Our current immigration policy is immoral because it violates the rights of American employers under the guise of being "pro-American."  Instead of recognizing an employer's right to hire whomever he pleases, it invents an imaginary right for American citizens to have those jobs.  Such a right does not, has never and cannot exist.

Businesses do not exist simply to provide jobs to Americans.  They exist to make money.  If a business owner judges that immigrant labor - from Mexico, France or the Moon - will give him the best results for the least amount of overhead cost, he has the right to hire them.  An American citizen who demands via legislation that he be hired instead of immigrants (thereby increasing the cost of doing business which gets passed onto consumers), is demanding a "free ride" at the business owner's expense.

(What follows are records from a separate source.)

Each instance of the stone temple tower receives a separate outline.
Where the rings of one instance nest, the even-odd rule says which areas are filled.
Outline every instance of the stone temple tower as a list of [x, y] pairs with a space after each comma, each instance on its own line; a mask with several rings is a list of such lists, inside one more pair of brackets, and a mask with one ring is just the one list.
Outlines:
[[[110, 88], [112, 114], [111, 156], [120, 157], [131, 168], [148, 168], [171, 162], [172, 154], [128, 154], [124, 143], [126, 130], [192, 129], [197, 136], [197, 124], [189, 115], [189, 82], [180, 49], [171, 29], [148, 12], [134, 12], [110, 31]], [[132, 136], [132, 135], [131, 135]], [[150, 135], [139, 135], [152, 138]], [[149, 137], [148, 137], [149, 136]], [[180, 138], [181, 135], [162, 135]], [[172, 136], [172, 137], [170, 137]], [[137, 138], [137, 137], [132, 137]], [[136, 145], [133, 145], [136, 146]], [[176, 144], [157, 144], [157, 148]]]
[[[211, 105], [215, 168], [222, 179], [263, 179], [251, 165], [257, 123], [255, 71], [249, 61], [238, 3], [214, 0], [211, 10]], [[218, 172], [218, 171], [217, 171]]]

Rational immigration policy would create a new type of visa for people wishing to enter the United States.  There would be no limit to the number of these visas available annually and no limit based on country of origin.  These visas would allow the individual to live and work in the United States without restrictions on who may employ them.  In addition, employers would not be required to first seek native-born Americans for employment or pay penalties for employing immigrants.

The visa-holders would be deported to their country of origin upon being convicted of a violent crime and barred from legal immigration into the United States for a period of time to be determined by the courts.  They would be barred from taking advantage of any welfare program.  As non-citizens, they of course would not have the right to vote.  In all other ways they would have every right that a US citizen enjoys.

Some benefits of this type of immigration policy include:

  • Many US bureaucracies created to deal with immigration could be disbanded, saving tax payers millions of dollars each year
  • Low-cost labor would free up funds for businesses to invest and grow, create more jobs and create newer and better products, which Americans could then purchase at lower costs
  • The immigrant population would cease to be a burden on the US welfare system
  • Illegal immigration would be slowed to a trickle and only be attempted by violent criminals and others that the government has legitimate reasons for keeping out of the country
  • Allow a much-reduced border patrol or the military to actually protect our borders, since the volume of violators will be much reduced

Rational immigration policy will respect the rights of American employers to do business with whom they please.  It will embrace the idea that businesses operate for a profit and reject the idea that business owners exist first and foremost to provide income to workers.  It will help our struggling economy recover by allowing the use of low-cost labor to produce low-cost products.  And finally, it will save the already-heavily-burdened US tax payers millions of dollars a year by eliminating wasteful, unnecessary government bureaucracies related to our broken immigration policy.